For more context on how these models stack up, see our AI model comparison.
This Isn’t Just an Anthropic Problem
I want to be fair here. Anthropic is not uniquely guilty of anything. GPT-4 users reported strikingly similar degradation patterns before GPT-4o launched. OpenAI faced the exact same “did they nerf it?” accusations. The community had the same arguments, the same forensic analyses, the same official denials.
This is a structural problem with the entire model-as-a-service paradigm. When you call an API, you have no way to verify what’s actually running on the other side. The model you tested against last Tuesday might not be the model serving your requests today. There’s no checksum, no version hash, no way to pin a specific set of weights the way you’d pin a dependency version in your package manager.
You’re renting intelligence, not owning it. And the landlord can renovate your apartment while you’re at work without telling you.
This is fundamentally different from every other dependency in your stack. When you upgrade PostgreSQL, you choose when. When a library updates, your lockfile protects you. But your AI provider can change the effective capability of your most critical dependency at any time, and your only detection mechanism is “hmm, the outputs feel different.”
For developers who lived through the 4.6 degradation while running production workloads — that’s not a theoretical concern. That’s a retrospective incident report waiting to be written.
What Developers Should Actually Do
So where does this leave us? Here’s my honest take.
Opus 4.7 is a good model. Probably a genuinely great one. The complete guide covers the capabilities in detail, and the coding and vision improvements are real and significant. If you’re choosing a model today, 4.7 deserves serious consideration.

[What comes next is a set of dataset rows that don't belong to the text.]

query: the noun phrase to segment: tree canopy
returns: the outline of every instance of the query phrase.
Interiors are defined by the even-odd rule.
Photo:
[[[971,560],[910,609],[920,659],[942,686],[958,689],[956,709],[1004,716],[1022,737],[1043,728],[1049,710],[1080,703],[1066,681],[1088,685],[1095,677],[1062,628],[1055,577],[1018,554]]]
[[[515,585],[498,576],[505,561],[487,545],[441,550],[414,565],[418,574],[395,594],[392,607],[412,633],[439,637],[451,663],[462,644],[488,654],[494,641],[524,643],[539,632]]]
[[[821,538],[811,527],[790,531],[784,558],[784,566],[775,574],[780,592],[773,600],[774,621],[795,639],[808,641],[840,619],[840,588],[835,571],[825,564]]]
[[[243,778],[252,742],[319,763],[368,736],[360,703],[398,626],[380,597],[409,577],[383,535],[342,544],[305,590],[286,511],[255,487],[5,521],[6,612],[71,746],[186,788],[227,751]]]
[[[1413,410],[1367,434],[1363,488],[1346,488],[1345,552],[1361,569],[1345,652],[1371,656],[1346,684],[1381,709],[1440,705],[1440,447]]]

But the 4.6 episode should change how you architect around these models. Here’s what I’d recommend:
-
Build evaluation harnesses, not vibes. If you don’t have automated quality checks on your AI-dependent workflows, the 4.6 degradation is what happens to you — slow, invisible capability loss that you only notice when users complain. Run benchmarks on your actual use cases. Weekly, at minimum.
-
Budget for the tokenizer tax. If you’re on Opus, your costs just went up ~35%. Plan for it. Monitor it. Don’t let it surprise your finance team.
-
Abstract your model layer. If you’re not already using a model-agnostic interface, start. The ability to swap between providers — or between Claude models — without rewriting your application isn’t a nice-to-have anymore. It’s operational resilience. Our Opus 4.6 vs 4.5 comparison shows how much can change between versions.
-
Keep receipts. Log your inputs, outputs, and quality metrics. When the next degradation happens — and it will, from someone — you want data, not feelings.
-
Watch Mythos. Whatever Anthropic is holding back is, by their own benchmarks, significantly better than what they just shipped. That’s either exciting or unsettling depending on your perspective. Either way, it’s worth tracking.

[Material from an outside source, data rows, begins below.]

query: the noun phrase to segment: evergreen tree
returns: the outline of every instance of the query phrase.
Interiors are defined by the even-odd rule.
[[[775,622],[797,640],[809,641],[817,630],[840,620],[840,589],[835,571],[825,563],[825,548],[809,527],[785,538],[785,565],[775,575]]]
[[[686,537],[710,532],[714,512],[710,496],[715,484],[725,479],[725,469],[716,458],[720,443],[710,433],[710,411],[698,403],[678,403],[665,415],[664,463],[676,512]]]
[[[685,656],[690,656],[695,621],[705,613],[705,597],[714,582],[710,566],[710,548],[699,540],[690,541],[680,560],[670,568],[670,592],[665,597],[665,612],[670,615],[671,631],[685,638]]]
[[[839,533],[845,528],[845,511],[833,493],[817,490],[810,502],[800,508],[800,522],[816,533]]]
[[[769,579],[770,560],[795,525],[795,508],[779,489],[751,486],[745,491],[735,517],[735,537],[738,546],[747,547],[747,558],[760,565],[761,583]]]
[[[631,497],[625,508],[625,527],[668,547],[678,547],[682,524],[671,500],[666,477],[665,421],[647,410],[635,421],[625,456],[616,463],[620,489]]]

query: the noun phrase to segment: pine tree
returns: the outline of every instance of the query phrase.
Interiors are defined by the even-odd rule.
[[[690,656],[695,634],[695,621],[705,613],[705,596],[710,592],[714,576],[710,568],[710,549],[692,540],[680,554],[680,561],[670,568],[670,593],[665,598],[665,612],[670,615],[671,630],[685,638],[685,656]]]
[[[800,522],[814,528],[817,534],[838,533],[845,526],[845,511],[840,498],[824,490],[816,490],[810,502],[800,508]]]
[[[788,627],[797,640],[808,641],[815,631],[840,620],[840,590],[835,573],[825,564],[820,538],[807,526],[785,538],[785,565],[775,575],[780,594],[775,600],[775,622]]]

The AI industry has a trust problem it hasn’t solved. Not a safety trust problem — a reliability trust problem. The companies building these models need to give developers better tools for verifying, pinning, and monitoring the models they depend on. Until they do, we’re all building on ground that can shift without warning.
Opus 4.7 is a step forward. The way we got here is a step backward. Both things are true, and pretending otherwise doesn’t help anyone.
See you Thursday for the regular edition.